Fill in the Transfer ID and the Authorization Key received from the donor and then click on Accept Volume Transfer.

_images/migrating_volumes--Accept_Volume_Transfer.png

7.3. Object Storage (experimental)

The CloudVeneto Object Store is built upon Ceph and supports two interfaces:

  • S3-compatible: provides object storage functionality with an interface that is compatible with a large subset of the Amazon S3 RESTful API.
  • Swift-compatible: provides object storage functionality with an interface that is compatible with a large subset of the OpenStack Swift API.

Objects (which are typically files) in the object storage are organized in containers, also called buckets.

Warning

Please note that backups are not performed on object storage.

7.3.1. Accessing the object storage using the dashboard

To create a container, using the Dashboard, click on Object StorageContainers and then click on + Container.

_images/create_container.png

Fill the Container Name field and then click on the Submit button.

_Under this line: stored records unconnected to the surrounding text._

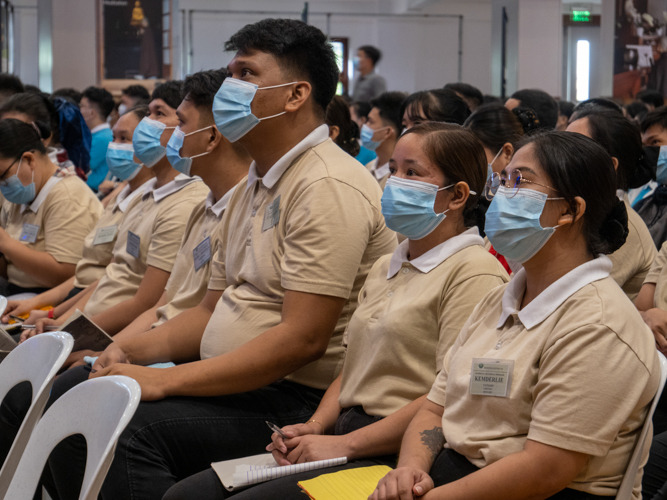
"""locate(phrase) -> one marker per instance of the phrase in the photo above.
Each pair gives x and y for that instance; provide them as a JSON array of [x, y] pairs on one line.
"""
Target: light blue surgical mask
[[146, 141], [14, 191], [661, 171], [120, 160], [231, 108], [513, 224], [366, 137], [407, 207], [183, 165]]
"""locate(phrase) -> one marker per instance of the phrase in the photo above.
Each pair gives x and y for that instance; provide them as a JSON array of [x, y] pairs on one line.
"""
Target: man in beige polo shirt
[[299, 237], [221, 165], [148, 238]]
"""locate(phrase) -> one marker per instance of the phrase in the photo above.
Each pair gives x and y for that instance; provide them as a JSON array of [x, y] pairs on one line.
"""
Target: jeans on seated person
[[207, 486], [174, 438]]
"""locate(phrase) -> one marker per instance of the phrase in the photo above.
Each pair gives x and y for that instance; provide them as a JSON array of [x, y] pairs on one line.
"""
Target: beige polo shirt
[[312, 224], [62, 214], [410, 312], [585, 372], [188, 282], [158, 219], [98, 245], [633, 260]]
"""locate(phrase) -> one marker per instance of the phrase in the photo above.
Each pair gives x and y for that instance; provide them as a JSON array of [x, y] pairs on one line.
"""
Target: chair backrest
[[628, 482], [99, 409], [37, 361]]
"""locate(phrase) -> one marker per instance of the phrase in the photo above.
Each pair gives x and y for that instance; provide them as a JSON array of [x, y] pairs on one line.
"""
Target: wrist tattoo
[[434, 440]]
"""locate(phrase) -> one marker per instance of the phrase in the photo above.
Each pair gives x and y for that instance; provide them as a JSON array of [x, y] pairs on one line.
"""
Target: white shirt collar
[[99, 127], [39, 199], [124, 198], [435, 256], [219, 207], [317, 136], [179, 182], [555, 294], [382, 171]]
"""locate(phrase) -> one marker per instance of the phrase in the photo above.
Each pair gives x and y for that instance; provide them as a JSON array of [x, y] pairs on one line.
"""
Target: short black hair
[[542, 103], [389, 105], [201, 87], [565, 108], [656, 117], [170, 92], [101, 98], [10, 84], [468, 91], [69, 93], [372, 52], [137, 92], [438, 105], [652, 97], [303, 51]]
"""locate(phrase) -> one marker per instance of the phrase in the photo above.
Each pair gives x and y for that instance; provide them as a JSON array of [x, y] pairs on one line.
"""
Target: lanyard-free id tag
[[105, 235], [272, 215], [491, 377], [29, 233], [202, 253], [133, 244]]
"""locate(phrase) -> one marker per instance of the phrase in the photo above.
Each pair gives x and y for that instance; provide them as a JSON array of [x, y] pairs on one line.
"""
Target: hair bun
[[614, 230]]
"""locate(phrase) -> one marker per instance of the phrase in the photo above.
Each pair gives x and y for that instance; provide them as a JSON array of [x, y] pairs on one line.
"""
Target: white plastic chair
[[37, 361], [99, 409], [628, 482]]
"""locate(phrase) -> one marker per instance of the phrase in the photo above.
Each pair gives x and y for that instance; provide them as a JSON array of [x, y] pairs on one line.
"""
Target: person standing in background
[[96, 105], [368, 85]]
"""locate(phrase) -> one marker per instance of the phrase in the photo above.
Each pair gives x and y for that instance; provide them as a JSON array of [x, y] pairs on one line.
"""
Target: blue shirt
[[102, 136]]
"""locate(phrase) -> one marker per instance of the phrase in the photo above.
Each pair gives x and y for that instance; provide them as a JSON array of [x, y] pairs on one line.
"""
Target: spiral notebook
[[244, 472]]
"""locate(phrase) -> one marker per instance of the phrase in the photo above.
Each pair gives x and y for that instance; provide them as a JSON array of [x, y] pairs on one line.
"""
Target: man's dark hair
[[389, 106], [467, 91], [542, 103], [301, 50], [170, 92], [137, 92], [652, 97], [101, 98], [69, 93], [372, 52], [201, 87], [656, 117], [10, 85]]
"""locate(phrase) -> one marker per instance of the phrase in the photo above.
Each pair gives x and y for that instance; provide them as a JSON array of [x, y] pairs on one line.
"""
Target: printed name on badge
[[133, 244], [202, 253], [105, 235], [491, 377], [29, 233], [272, 215]]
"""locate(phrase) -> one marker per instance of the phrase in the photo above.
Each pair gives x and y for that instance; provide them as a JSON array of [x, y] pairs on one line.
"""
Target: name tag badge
[[29, 233], [272, 215], [491, 377], [202, 253], [105, 235], [133, 244]]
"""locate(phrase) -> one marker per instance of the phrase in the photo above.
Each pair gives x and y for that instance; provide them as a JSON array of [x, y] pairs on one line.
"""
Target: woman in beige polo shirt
[[411, 308], [47, 217], [99, 243], [622, 140], [545, 390]]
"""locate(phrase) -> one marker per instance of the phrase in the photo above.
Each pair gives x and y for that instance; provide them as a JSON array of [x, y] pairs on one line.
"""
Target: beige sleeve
[[328, 229], [576, 399], [457, 306], [658, 265], [66, 225]]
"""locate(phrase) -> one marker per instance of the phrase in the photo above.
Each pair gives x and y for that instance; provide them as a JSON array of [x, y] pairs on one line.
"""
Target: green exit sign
[[581, 16]]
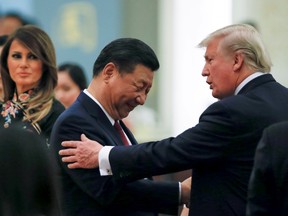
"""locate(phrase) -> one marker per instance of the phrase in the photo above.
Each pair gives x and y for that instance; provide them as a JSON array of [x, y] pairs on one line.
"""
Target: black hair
[[126, 53]]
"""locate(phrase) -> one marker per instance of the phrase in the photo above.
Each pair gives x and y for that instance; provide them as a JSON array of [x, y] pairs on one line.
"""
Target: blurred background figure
[[71, 81], [29, 75], [10, 21], [27, 181], [3, 39]]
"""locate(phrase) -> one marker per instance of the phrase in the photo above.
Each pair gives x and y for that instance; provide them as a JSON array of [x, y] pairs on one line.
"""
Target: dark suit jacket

_images/create_container_name.png

You can then upload files to a container. Select the relevant container and then click on the up arrow:

_images/upload_container.png

Choose the file to upload and the click the Upload File button:

_images/upload_container_file.png

Using the dashboard, you can then retrieve the objects (files) previously uploaded to a container.

Warning

Please note that containers (and their objects) are owned by the project, and not by the individual who created them. This means that, if you create a container and upload some files on this container, the other members of the project can see these files and possibly also delete them.

7.3.2. Accessing the object storage using the S3 interface

You can also access the object storage using the S3 interface.

s3cmd is a convenient command-line tool that can be used. First of all you need to create a $HOME/.s3cfg file, that requires the following configuration:

host_base = cloud-areapd.pd.infn.it:5210
host_bucket = cloud-areapd.pd.infn.it:5210
use_https = true
access_key = <your EC2 access key>
secret_key = <your EC2 secret key>

To find your EC2 credentials, in the Dashboard go to ProjectAPI Access and then click on View Credentials.

To create a bucket in the Object Storage service, you can use s3cmd with the ‘mb’ command:

$ s3cmd mb s3://mybucket
Bucket 's3://mybucket/' created
$

Then with the ‘ls’ command you can verify that the bucket has been created:

$ s3cmd ls
2020-04-14 16:30  s3://mybucket
$

Once created you can start adding files to the bucket:

$ s3cmd put /etc/fstab s3://mybucket
upload: '/etc/fstab' -> 's3://mybucket/fstab'  [1 of 1]
 628 of 628   100% in    0s   780.01 B/s  done
$

$ s3cmd ls s3://mybucket
2020-04-14 16:34       628   s3://mybucket/fstab
$

You can delete files from a bucket with the ‘del’ s3cmd command:

$ s3cmd del s3://mybucket/fstab
delete: 's3://mybucket/fstab'
$

$ s3cmd ls s3://mybucket
$

Once a bucket is empty, you can remove it with the ‘rb’ s3cmd command:

$ s3cmd rb s3://mybucket
Bucket 's3://mybucket/' removed
$

$ s3cmd ls
$

Note

As said above, containers (buckets) and their objects are owned by the project, and not by the individual who created them. If this is a problem, it is possible to have a personal object storage account, usable through the S3 interface.

7.4. Accessing storage external to the Cloud

As explained in Network Access, from an instance of the Cloud by default it is not possible to access a host/service hosted in INFN Padova or Legnaro. This also means that by default on a virtual machine of the CloudVeneto it is not possible to mount a file system exported from a storage server hosted in INFN Padova or Legnaro.